With an allocation of more than $9 million, Williamstown gets the lion’s share. And this may not be the end of it if the rejected Coles Williamstown bid for a $4.2 million multi-storey car park is revived. This will please Cr Peter Hemphill, but what about the other councillors whose wards look set to become Hobson Bay’s poor relations once again?
This debt will cost ratepayers more than $100,000 a year to service. I ask, what else could be done with this money?
I urge councillors to review this policy direction and consider those who they represent.
Diana Hogg, Laverton
Rates rise no surprise
So Maribyrnong council is putting up our rates by 4.7 per cent. Well, I’m not interested in an amalgamation with another council or even acquiring a larger rateable area.
For all the financial pain the Maribyrnong/Footscray council has inflicted on working- class people over the past 30 years, I would like to see this council merged into oblivion – never to be seen or heard from again.
Stephen Fry, Maidstone
East West Link
Opposition leader Daniel Andrews has made his contempt for the people of Melbourne’s west very clear by pledging to block construction of the western stage of the East West Link.
If he gets his way, the west will never get a second river crossing.
Apparently those travelling between the western suburbs and the city will just have to endure more congestion and delays under a Labor government.
It’s been well documented that the West Gate Bridge carries more than 165,000 vehicles per day, a figure expected to rise to 235,000 a day by 2031.
Mr Andrews asserts that his so-called West Gate distributor will solve the problem by taking 5000 trucks a day off the bridge.
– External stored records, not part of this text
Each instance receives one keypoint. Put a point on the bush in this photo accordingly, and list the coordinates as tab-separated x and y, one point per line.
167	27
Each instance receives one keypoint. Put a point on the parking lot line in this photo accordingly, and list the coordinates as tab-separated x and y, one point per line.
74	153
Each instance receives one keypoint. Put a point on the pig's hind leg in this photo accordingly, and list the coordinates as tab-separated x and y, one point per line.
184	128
This is nonsense. Removing less than 3 per cent of traffic off the bridge will solve nothing.
His recent scorn for motorists in Melbourne’s west is all the more extraordinary, given that he has long spruiked a second crossing starting from the western side of Melbourne.
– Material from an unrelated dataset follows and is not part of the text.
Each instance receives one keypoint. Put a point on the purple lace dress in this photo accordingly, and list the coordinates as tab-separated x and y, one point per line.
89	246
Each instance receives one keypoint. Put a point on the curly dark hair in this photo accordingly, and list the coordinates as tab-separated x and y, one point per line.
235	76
Labor can’t be trusted. It does not care about the west and has no plan to deal with the problem of traffic congestion.
Bernie Finn, Western Metropolitan Liberal MP
Labor has a short memory. In 2010, it was the ALP that first proposed a westlink tollway, a proposal that it now attacks the Liberal government on.
The people of the western suburbs do remember and can see through the hypocrisy.
Then and now, this tollway is not value for money. It won’t address traffic congestion and will burn money needed for investment in public transport and other essential services such as health.